In Jan. of 1945, the Soviet Union began to liberate concentration camps and were nearing Auschwitz, so the Nazi forces ordered that the camp be abandoned. They had the sickly and starving prisoners march to nearby towns, where they would be sent to camps in Germany. Many people died on the way, but Felix survived the three month journey, and later his concentration camp was liberated by the Russians and Americans. Afterwards, he was brought to the United States in 1947, where he met Nixdorf’s birth mother, Shirley Vintinner.

“[Shirley] grew up in… a very abusive home. Her father was a man named Maureece Fey, and Maureece was an alcoholic who beat up his wife and children. She wanted to get out of the house, so she married her high school sweetheart, a man named Carl Vintinner. He’s not my father, he’s [my two half-brother’s father] and he left her and his two children when they were 1 and 2,” Nixdorf said.

Fearing her abusive father back home, Shirley had no choice but to leave her two sons in an orphanage while she tried to find work. Her two sons stayed at St. Joseph’s Catholic Orphanage for almost five and a half years. The orphanage was disreputable for many cases of abuse and death; some cases of abuse were so severe that they tormented the children for years into their adult lives. Years later, Shirley regained custody of the kids and met Nixdorf’s birth father. Soon, Stephanie Nixdorf was born.
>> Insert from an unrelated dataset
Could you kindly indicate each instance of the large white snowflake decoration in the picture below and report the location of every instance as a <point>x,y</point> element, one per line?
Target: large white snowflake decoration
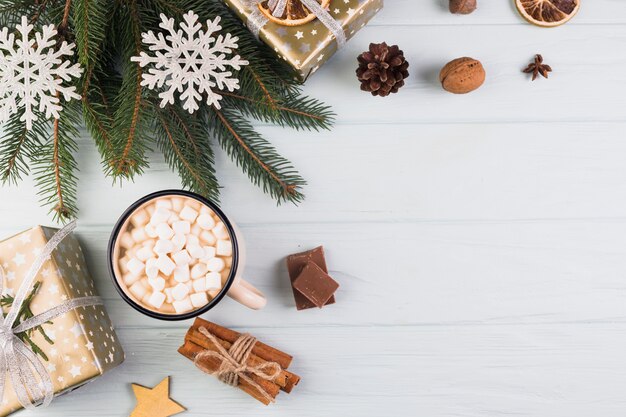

“Being a woman in the 1960s who was faced with bringing another child into the world that she didn’t think she could raise and having to face giving that child up [was very difficult],” Nixdorf said about her own adoption.
This discovery of her past and birth parents has changed the way that Nixdorf looks at her own life; she feels humbled, grateful and now even more curious as to what else her past holds for her. She has only found a few pieces of the puzzle, and there is so much more to uncover.

“I think [my past] has made me more conscious of how every individual has their place in history. I think it also makes me realize that lots of my day to day problems and struggles really aren’t that important,” Nixdorf reflected.

She plans to continue to tell others her story, both at Suncoast and other events, to educate others about the chain of history and every person’s involvement in it. Every day, she gets new notifications from 23andMe that expand her story and her family; although she is unsure what more there is to discover, she knows that it will be a worthwhile search.